## Entity Integrity and Check Constraints

Amongst other requirements, three that are **vital** for a database are:

  * **C**onfidentiality
  * **I**ntegrity
  * **A**vailability 
  
these are shortly known as the CIA requirements.  

If you lookup the meaning of the word _integrity_ in a dictionary amongst the definitions you will see "internal consistency or lack of corruption in electronic data".  You will also see synonyms such as "scrupulousness, sincerity, truthfulness, trustworthiness". 

There are several ways in which the integrity of a database can be compromised and equally several preventive measures to protect integrity.  In this notebook we will look at **entity integrity**, one of the simplest and foundational types of integrity, and **check constraints**.


### Entity Integrity

_Entity Integrity_ simply means that no two records in the database can be identical in the values of all their fields.  The reason we desire this is to avoid ambiguity.  We need a way of uniquely refering to any record in a database.

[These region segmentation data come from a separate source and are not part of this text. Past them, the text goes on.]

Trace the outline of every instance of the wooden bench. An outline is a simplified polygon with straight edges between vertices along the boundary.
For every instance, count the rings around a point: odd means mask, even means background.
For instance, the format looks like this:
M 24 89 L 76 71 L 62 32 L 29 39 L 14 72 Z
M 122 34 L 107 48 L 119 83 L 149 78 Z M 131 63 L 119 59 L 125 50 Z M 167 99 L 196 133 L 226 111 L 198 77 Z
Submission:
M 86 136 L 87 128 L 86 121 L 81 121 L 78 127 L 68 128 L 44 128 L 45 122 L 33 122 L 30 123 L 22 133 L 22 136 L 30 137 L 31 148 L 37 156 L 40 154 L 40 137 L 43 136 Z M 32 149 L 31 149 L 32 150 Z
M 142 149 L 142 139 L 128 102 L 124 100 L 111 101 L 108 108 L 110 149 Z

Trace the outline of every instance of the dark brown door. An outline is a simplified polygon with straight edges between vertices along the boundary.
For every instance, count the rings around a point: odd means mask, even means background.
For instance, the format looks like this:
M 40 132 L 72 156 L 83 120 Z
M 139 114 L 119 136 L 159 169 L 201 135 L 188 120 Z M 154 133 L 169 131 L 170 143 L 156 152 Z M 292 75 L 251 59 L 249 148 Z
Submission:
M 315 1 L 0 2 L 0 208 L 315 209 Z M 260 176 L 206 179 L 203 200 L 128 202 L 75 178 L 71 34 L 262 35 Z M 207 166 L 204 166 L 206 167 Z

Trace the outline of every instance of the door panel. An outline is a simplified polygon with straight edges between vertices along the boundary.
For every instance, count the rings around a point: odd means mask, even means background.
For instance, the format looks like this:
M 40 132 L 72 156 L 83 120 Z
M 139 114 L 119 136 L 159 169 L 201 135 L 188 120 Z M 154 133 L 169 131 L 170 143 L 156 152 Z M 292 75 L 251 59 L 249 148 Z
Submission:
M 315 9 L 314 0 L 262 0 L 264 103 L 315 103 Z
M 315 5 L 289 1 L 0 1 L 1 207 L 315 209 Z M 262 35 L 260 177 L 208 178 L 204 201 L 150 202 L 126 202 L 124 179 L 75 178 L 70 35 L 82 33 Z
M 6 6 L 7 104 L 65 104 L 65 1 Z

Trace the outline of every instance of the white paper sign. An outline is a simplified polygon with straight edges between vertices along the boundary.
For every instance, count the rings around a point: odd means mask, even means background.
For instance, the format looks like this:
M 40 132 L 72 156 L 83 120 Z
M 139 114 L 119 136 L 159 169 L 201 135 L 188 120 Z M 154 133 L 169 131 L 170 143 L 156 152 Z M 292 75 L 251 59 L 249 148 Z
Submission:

##### Load the SQL Jupyter notebook extension

In [1]:
%load_ext sql 

##### Connect to the PG database
1. Ensure PG is running first :-)
2. If you are using Windows you need to specify the password for the roll
`%sql postgres://isdb16:PASSWORD@localhost/postgres`

Since I use a Mac, my connection command below doesn't specify a password.

In [2]:
%sql postgres://isdb16@localhost/postgres 

'Connected: isdb16@postgres'

##### Create a very simple table

In [3]:
%%sql 

DROP TABLE IF EXISTS Students;

CREATE TABLE Students (
   name text, 
   gpa  numeric(3,2)
); 

Done.
Done.


[]

##### Insert some sample records

In [4]:
%%sql 

INSERT INTO Students (name, gpa)
     VALUES ('Jack', 3.5),
            ('Jill', 3.8);

2 rows affected.


[]

In [5]:
%sql SELECT * FROM Students;

2 rows affected.


name,gpa
Jack,3.5
Jill,3.8


##### Insert couple more records

In [6]:
%%sql 

INSERT INTO Students (name, gpa)
     VALUES ('Bill', 3.5),
            ('Pat', 3.8);

2 rows affected.


[]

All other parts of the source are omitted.